Ich bin stolz darauf, dass über 1200 Studierende aus über 90 Ländern hier in Cottbus leben, dass wir ihre Kulturen kennenlernen können, wie z.B. bei Cottbus Open. Ich bin stolz darauf, dass unsere jüdische Gemeinde sich gut entwickelt, und ich bin sehr froh, dass viele Schulen multikulturelle Angebote machen, Schulen ohne Rassismus werden und Zivilcourage zeigen und dass viele Kinder, Jugendliche und Erwachsene in Vereinen Botschafter unserer Stadt sind und international gute Ergebnisse und Erfolge erzielen für unsere Stadt. Auch, dass viele Unternehmen unserer Stadt international agieren, dass sie internationale Partner haben, dass sie Wertschöpfung entwickeln und damit Arbeitsplätze erhalten und auch schaffen. Ebenso bin ich froh, dass wir offen sind für Flüchtlinge, die aus Ländern kommen, wo ihr Leben bedroht ist und dass wir es geschafft habe - im Bündnis mit allen Demokraten -, die Abschiebung einer Familie aus dem Kongo zu verhindern, weil die Sicherheit der Menschen nicht gewährleistet war.
Ich bin auch sehr stolz darauf, dass wir viele internationale Kongresse haben, Tagungen und Messeausstellungen, die Cottbus bekannter und wettbewerbsfähiger machen und es uns somit gelingt, das Marketing unserer Stadt in die Welt hinaus zu tragen. All das sind Säulen einer erfolgreichen Stadtentwicklung, die die NPD nicht möchte.

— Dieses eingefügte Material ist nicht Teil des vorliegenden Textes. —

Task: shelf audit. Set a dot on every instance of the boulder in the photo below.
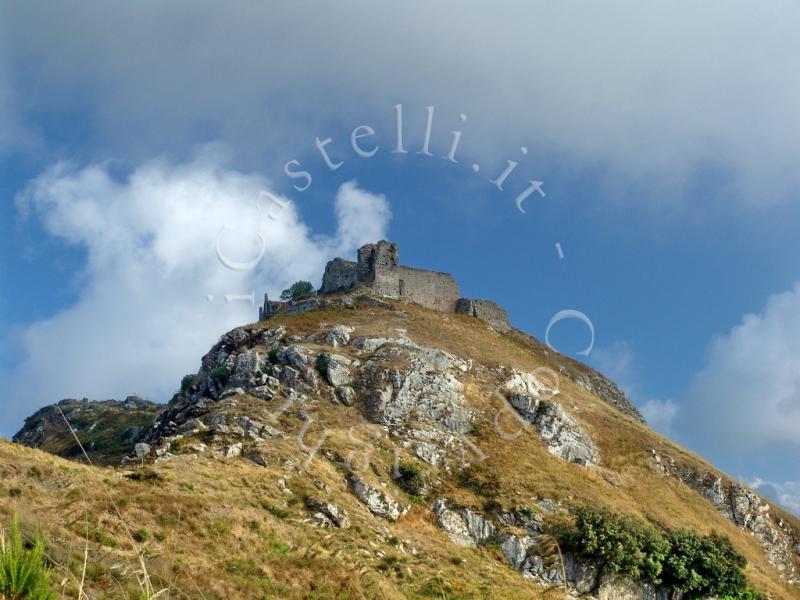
(332, 512)
(376, 501)
(338, 336)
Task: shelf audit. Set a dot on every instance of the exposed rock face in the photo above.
(535, 556)
(464, 526)
(108, 429)
(560, 433)
(408, 382)
(586, 377)
(487, 311)
(328, 512)
(741, 506)
(378, 502)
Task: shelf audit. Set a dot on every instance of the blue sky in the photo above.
(666, 144)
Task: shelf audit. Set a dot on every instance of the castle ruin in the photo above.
(379, 272)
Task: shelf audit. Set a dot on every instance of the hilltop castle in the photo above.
(379, 272)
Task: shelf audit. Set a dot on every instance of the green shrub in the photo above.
(707, 565)
(622, 545)
(682, 560)
(24, 574)
(220, 374)
(297, 290)
(411, 479)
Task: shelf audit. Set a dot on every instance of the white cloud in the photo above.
(748, 394)
(143, 318)
(651, 92)
(660, 414)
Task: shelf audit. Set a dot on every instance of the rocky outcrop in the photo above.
(560, 433)
(740, 505)
(328, 514)
(487, 311)
(377, 502)
(536, 555)
(108, 429)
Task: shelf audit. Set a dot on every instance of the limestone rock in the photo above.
(337, 369)
(338, 336)
(560, 433)
(415, 382)
(463, 526)
(346, 395)
(141, 450)
(334, 513)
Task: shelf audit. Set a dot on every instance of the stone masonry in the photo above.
(377, 270)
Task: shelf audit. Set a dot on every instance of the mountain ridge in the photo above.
(424, 394)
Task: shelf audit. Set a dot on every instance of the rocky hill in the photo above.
(378, 449)
(107, 429)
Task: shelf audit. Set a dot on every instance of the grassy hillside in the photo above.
(214, 527)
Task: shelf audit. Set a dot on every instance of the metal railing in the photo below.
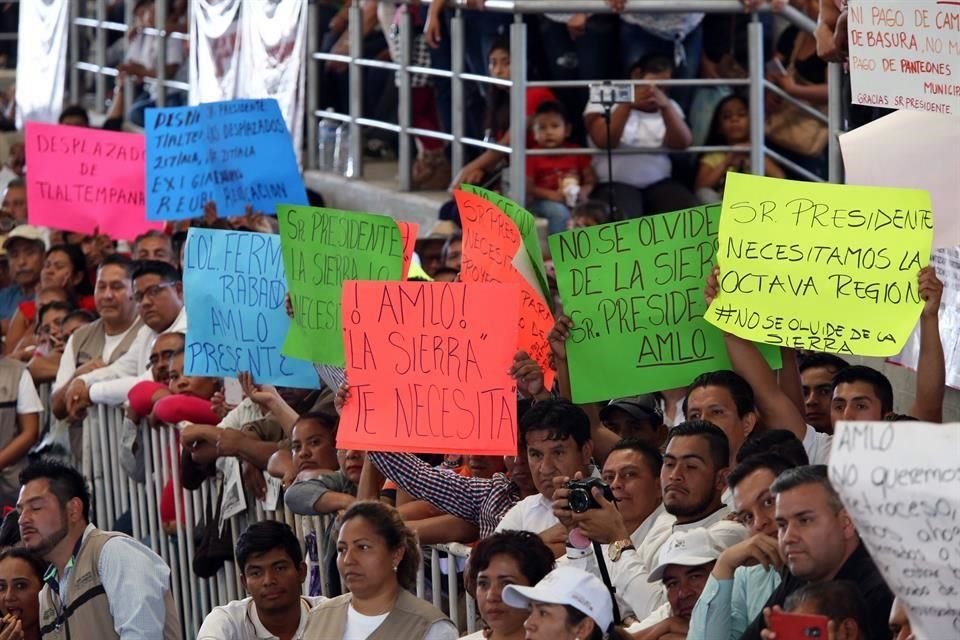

Die Würde des Menschen ist unantastbar! Das bedeutet aber auch, dass wir sie verteidigen müssen, dass wir jeden Tag Zivilcourage zeigen, dass wir Gesicht zeigen und deutlich machen, dass Cottbus nicht braun, sondern bunt ist.“

„Die Stadt Cottbus befindet sich in einer sehr schwierigen finanziellen Situation.
Ich darf sagen, dass wir im Haushaltsvollzug des letzten Jahres deutlich weniger Schulden machen mussten, als geplant. Die Hilfe des Landes in Höhe von 7,5 Millionen Euro haben wir erkämpft. Die Auflagen der Kommunalaufsicht wurden abgearbeitet. Aber auch dadurch, dass wir im vorläufigen Haushaltsvollzug, da wir keine Genehmigung des Haushalts erhalten haben, weniger Geld als geplant ausgegeben haben und mehr einnahmen.
Die reine Nettoneuverschuldung im Kassenkreditbereich war im letzten Jahr 28,7 Millionen Euro. Sie wissen, dass wir im Ergebnis des Finanzhaushaltes bei 63,9 Millionen Euro lagen, und dies ist doppisch zu bewerten und nicht zu vergleichen.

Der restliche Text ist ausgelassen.